Tip - Minimise your Power Platform licensing costs

For certain use case scenarios, the cost of using Power Apps may not be cost-effective.

Let’s take the example of a canvas app that connects to a SQL data source (or uses some other feature that requires a premium license). The feature that we’re building may not add sufficient business value to offset the additional $10 or $40 /user/month cost of a per app or per user license.

The typical strategy to make these use-cases viable is to build external data synchronisation process to synchronise the data in the premium data source with SharePoint, or other data sources that we can access through standard connectors.

At the Global Power Platform Bootcamp conference, Nick Doelman gave a great session on synchronising Dataverse data with non-Power Portal alternatives, incorporating techniques by John Liu. There are some very valuable technqiues in his video.
https://www.youtube.com/watch?v=ocC2-Kq-cHU

With a Portal app, the rich functionality that it offers and the associated licensing cost may be overkill for simple use case scenarios where we simply want to make Dataverse data available through a public website. In this scenario, we can use flow to make the data available through Power Portal alternatives.

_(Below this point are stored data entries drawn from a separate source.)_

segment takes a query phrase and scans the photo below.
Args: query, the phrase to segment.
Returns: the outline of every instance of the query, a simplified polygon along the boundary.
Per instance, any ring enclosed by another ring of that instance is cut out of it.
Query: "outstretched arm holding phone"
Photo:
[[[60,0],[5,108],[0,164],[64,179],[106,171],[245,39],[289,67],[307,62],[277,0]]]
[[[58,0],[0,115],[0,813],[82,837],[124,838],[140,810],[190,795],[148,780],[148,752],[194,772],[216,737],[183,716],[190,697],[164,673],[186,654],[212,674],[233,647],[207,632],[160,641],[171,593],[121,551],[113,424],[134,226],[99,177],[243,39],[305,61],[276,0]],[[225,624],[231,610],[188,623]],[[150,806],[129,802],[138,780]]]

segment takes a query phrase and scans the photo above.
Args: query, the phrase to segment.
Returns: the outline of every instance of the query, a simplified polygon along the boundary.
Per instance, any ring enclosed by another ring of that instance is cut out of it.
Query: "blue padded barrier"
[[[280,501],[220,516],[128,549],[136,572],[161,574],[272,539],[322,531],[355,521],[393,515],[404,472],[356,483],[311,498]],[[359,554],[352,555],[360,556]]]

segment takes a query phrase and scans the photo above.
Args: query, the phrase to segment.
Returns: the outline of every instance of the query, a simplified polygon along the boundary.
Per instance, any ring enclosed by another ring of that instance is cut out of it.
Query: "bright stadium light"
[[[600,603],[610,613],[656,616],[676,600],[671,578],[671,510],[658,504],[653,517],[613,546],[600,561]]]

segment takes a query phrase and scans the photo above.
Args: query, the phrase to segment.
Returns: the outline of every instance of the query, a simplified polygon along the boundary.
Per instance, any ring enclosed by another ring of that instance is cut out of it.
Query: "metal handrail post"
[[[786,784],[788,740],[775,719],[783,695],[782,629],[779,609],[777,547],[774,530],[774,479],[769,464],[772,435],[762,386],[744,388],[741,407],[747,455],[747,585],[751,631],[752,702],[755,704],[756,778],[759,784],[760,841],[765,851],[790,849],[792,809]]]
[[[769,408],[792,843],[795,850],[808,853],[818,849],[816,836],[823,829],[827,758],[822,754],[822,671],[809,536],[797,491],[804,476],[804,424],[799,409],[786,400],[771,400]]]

Sharing content that includes data from Dataverse

As an alternative to using a Power Portal, Nick described a strategy that uses Flow to generate static HTML pages, which we can then publish on a website. Some of the key highlights of this technique include:
  • We can trigger the flow whenever a user adds or updates a record in Dataverse. This process enables us to keep our external website very up-to-date.
  • Our flow can take advantage of the ‘Create HTML table’ action. We can use this to easily generate HTML that displays the content from a Dataverse table.
  • We can host our external website using an Azure Website. The file storage for this would be Azure Storage. After we complete the steps in flow to produce our HTML page, we can publish our page directly by calling a final ‘Create blob’ action in Flow to save the file to our Azure Storage account.

Building web content that contains Dataverse content

To update Dataverse content from a web page, we can create a flow with a HTTP request trigger. Our webpage will contain JavaScript that defines the data that we want to update in JSON format, and calls the flow using the HTTP endpoint.

Conclusion

To reduce licensing costs, we can synchronise data in Dataverse/SQL with lower cost platforms and Power Automate offers a great way to carry out this task. Nick's video provides a great explaination on how to do this.